In Italia le persone che percepiscono un trattamento pensionistico sono attualmente 17,8 milioni. È quanto emerge da un recente studio realizzato dall’INPS.  La somma di tutte le pensioni erogate annualmente, è molto alta: si tratta di circa 204 miliardi di euro.

Altro dato interessante: circa 14 milioni delle pensioni totali, sono di natura previdenziale. Significa che sono maturate grazie al versamento dei contributi previdenziali effettuato nel corso dell’attività lavorativa.
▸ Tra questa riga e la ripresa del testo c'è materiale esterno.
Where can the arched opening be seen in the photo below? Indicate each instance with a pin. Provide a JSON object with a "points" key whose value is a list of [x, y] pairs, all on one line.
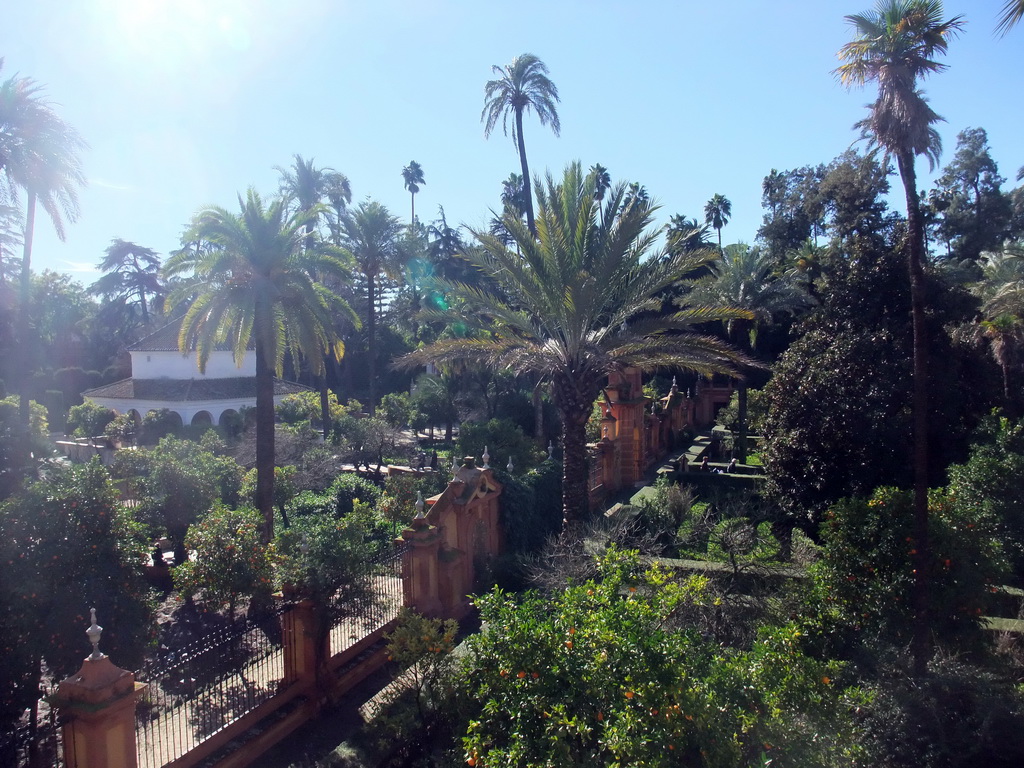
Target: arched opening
{"points": [[203, 419]]}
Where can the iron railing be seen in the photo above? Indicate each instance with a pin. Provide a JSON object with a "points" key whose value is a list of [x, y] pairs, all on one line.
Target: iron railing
{"points": [[379, 605], [195, 691]]}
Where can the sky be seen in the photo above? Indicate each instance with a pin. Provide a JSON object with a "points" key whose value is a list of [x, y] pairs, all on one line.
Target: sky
{"points": [[187, 102]]}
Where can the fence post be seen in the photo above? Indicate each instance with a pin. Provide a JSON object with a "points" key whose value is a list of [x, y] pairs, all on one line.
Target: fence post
{"points": [[299, 638], [98, 702]]}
Il restante, per arrivare ai 17,8 milioni, è composto da assegni assistenziali.

In questo caso, si tratta dei trattamenti a sostegno degli invalidi in condizione d’indigenza, oppure delle pensioni sociali e gli assegni sociali.

12,6 milioni di pensioni sono al di sotto dei 1.000 euro, anche se è bene ricordare che non sono pochi i casi di pensionati che percepiscono più di un trattamento previdenziale.
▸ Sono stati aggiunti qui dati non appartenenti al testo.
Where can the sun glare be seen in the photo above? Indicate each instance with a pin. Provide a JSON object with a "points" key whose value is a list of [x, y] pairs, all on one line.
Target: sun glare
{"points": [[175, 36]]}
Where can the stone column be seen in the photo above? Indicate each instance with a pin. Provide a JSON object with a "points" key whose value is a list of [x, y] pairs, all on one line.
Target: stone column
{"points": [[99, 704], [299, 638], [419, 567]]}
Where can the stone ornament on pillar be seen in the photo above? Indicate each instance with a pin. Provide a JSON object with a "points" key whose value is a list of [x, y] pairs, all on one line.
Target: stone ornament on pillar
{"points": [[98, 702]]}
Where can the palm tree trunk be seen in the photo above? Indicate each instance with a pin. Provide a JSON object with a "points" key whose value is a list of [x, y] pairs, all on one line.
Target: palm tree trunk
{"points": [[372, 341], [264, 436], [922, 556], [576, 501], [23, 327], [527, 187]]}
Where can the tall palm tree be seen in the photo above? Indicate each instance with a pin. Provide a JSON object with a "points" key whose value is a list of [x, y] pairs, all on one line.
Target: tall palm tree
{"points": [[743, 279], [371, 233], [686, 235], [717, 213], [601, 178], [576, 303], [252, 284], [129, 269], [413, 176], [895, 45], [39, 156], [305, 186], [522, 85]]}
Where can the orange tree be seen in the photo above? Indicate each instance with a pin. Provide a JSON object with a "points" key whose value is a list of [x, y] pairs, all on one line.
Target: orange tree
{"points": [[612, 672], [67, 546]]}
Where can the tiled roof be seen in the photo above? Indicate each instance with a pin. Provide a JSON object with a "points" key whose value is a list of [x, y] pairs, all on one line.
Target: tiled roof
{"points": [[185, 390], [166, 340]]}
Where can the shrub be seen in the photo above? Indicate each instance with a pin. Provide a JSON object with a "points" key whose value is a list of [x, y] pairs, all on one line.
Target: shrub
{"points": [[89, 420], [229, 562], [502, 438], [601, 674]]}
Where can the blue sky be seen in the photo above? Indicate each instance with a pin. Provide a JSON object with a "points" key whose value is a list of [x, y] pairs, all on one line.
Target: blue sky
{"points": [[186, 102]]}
Tornando al tema centrale di questo articolo: rare sono le persone che sono al corrente della possibilità di chiedere un aumento della pensione. Questo aumento può arrivare, in alcuni casi, a 300 euro anche se la media è di circa 80 euro. Cifre non di poco conto per chi ha a che fare con un bilancio non esattamente da nababbi.

Ecco perché abbiamo deciso di trattare questo argomento: per far scoprire ai pensionati con pensione minima se rientrano nel diritto di poter chiedere i cosiddetti Diritti inespressi.
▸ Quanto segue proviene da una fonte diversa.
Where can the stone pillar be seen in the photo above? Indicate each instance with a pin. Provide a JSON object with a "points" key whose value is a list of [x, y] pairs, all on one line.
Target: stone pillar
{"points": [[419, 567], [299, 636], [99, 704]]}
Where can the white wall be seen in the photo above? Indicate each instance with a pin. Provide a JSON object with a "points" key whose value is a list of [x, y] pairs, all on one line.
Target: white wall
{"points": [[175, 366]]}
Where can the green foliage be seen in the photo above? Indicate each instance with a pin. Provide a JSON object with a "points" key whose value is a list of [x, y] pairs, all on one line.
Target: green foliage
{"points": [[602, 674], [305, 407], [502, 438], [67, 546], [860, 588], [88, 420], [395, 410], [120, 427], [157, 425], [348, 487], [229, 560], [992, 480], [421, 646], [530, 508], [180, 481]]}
Chi può richiedere i diritti inespressi

L’aumento delle pensioni più basse non scatta automaticamente. È il pensionato che deve farne richiesta, ma se non è al corrente di questo diritto, difficilmente potrà farlo…

Per scoprire se si rientra in questo diritto, poiché con la digitalizzazione molti anziani restano tagliati fuori dal poter accedere direttamente al portale online dell’INPS a causa della scarsa, o nulla, conoscenza informatica, sarà bene recarsi presso un patronato o un CAF, che per pochi euro potrà verificare la sussistenza dei requisiti.

In generale, hanno diritto ai diritti inespressi i pensionati che percepiscono un assegno mensile inferiore ai 750 euro.

Il modello ObisM

Per chi volesse provare a verificare personalmente la sussistenza dei requisiti, accedendo al sito dell’INPS, dopo aver inserito il PIN e la password, è possibile visionare – e scaricare sul proprio PC – il modello ObisM che corrisponde alla busta paga del pensionato. In questo prezioso documento, sono infatti elencate le eventuali maggiorazioni riconosciute per legge.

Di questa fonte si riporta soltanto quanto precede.